Global credit rating agency, Moody’s Investors Services in its latest report titled ‘Infrastructure - India: Highway PPPs gaining momentum, supported by government initiatives’ has said that India’s increasing use of public-private partnerships (PPPs) in highway sector supports private infrastructure investment. It pointed out that private investment in highway projects had been falling in recent years, amid issues such as slow project approvals and cost overruns, but the government’s introduction of the hybrid annuity model (HAM) in 2016-as a variation of PPPs-has triggered new investment inflows.
According to the report, other sectors such as the port, shipping and rail sectors, have also started looking at improving the PPP framework in order to attract private investment to fund India's substantial infrastructure needs. It explained that the HAM model adopted in India’s highways sector, relative to more traditional PPPs, rebalances certain project risks between the public and private sectors. In addition, it said that the government provides funding during the construction phase, thus addressing some of the key concerns of the earlier model. Further, it indicated that the HAM model has triggered a significant increase in projects awarded, with HAM projects accounting for around 46% of total awards in terms of highway length and 63% in terms of total value in the 12 months to March 2018.

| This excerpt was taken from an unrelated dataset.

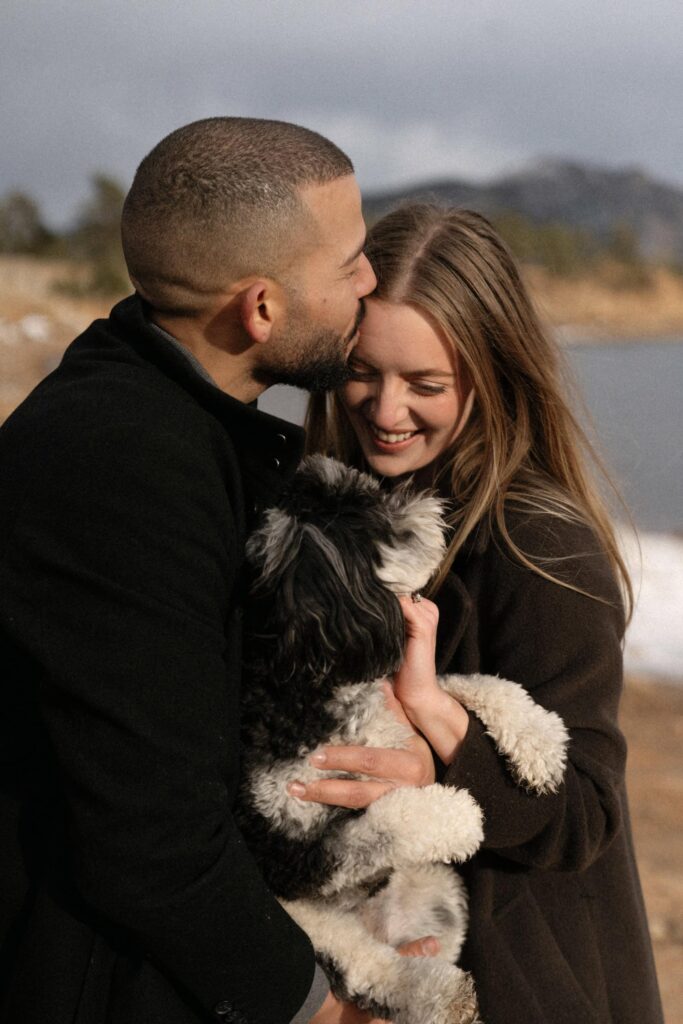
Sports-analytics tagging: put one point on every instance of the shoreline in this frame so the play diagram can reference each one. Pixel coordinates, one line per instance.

Moody’s has stated that recently, the government has implemented measures in an attempt to attract private investment for India's vast infrastructure needs, including in the port and rail sectors. It also noted that the improving credit profiles of infrastructure developers is increasing their capacity to participate in PPP projects. However, it said that their access to funding remains a key concern, with banks constrained by sector-specific exposure limits and existing stressed assets in their infrastructure portfolios.